1. A drunk driver hit a vehicle causing the driver's death.
2. The drunk had a blood alcohol level of .206.
3. The sentence of three years was immediately reduced to one with two years of probation.
4. Then the one year sentence was reduced to three months.
Now no matter who the victim is, how does that equate justice?
.206? I would imagine a lot of people would lose consciousness before reaching this level. Wow! That doesn't seem like much of a sentence considering everything. That's terrible.
Julianna

Los Angeles, CA

#16 Nov 2, 2009
Northside Cop wrote:
<quoted text>
I have seen serious offenders get the minimum. One in particular grated my nerves. I had one where the driver crossed a 14 foot ditch and took a power pole head on. Since he was impaired he suffered no injuries. I knew it was probably going to be narcotic based because there was no odor of alcohol. After Rescue checked him out I had him do field sobriety exercises.
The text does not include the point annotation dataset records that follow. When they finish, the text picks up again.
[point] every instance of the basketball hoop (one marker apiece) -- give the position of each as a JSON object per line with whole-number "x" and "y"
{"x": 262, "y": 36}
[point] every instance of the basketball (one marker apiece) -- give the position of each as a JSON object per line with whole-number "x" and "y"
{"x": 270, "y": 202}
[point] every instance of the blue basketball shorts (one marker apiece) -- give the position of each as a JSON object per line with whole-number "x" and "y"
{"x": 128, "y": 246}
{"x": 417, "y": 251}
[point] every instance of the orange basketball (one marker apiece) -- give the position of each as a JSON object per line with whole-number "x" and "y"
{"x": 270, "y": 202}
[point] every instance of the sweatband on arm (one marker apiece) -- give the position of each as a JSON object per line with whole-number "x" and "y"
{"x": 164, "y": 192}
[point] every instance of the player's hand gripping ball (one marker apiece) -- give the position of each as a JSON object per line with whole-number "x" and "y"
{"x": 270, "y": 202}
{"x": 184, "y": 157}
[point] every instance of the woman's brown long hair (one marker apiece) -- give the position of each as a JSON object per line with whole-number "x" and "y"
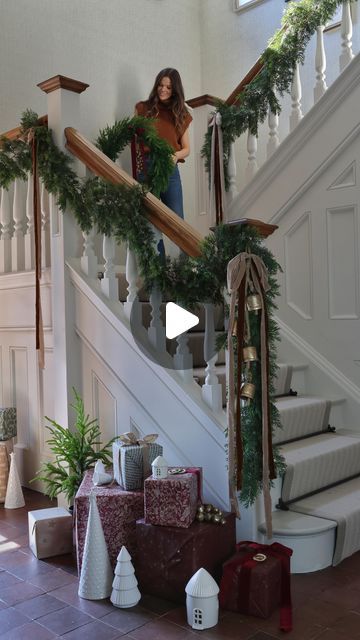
{"x": 177, "y": 100}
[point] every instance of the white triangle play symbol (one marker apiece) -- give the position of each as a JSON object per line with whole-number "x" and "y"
{"x": 178, "y": 320}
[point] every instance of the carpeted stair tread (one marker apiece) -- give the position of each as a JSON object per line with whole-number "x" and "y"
{"x": 320, "y": 461}
{"x": 301, "y": 416}
{"x": 283, "y": 379}
{"x": 341, "y": 504}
He couldn't tell me where he was or how he got there and couldn't perform the first exercise. He ended up having five different narcotics in his system. This was his fourth DUI which means its a felony. We went to trial and the jury found him guilty. So here I was waiting for six months or something decent. The judge gave him time served and permanently revoked his license. Woo hoo his fourth DUI and thank God he didn't kill someone and all the jail time he got was a couple of days before he bonded out.
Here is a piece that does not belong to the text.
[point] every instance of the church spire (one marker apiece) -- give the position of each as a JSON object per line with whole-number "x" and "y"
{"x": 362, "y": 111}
Take this story for example. This is this guy's fourth DUI arrest. The first one was dropped to reckless. The second one he only plead to the speeding ticket. He was currently out on bond for the third one which involved a crash with injuries and a $1,000 bond. Now he faces his fourth which also involves a crash with injuries. Not to mention that he was arrested while out on bond for shoplifting and drug paraphernalia which should have revoked the DUI bond but did not. This guy has injured two people driving drunk and yet here we are. Even now he only has a $15,000 bond.
As far as the cameras yes and no. The cameras help when people are fall over sloppy drunk. Its the habitual drunks and borderlines that they actually hurt on. People are so used to the falling down drunk videos that is what they expect. If the person appears ok to them they tend to find them not guilty (per several ASAa and DUI officers). I have learned over the years that the habitual drunks can sometimes perform these exercises better than sober people. With experience you spot little tricks they use to try and beat the exercises, which help but still don't defeat them. The exercises are not really subjective. The clues are laid out and what indicates a clue. They either provide a clue or they don't. Some officers are a little to forgiving on their exercises and that's the subjectivity but if they provide an indication of impairment that should always be used. One example is heel to toe. If they fail to step heel to toe but come close (within an inch) that is still a clue of impairment. I have never had somebody who provided sufficient the clues blow below the legal limit with the exception of narcotics based DUIs.
Ultimately the only dead on test is blood, breath, and urine. If these were mandated then there wouldn't be much argument to be had.
Thanks for sharing your insight. I'm sure you have a tough and challenging job. Be safe!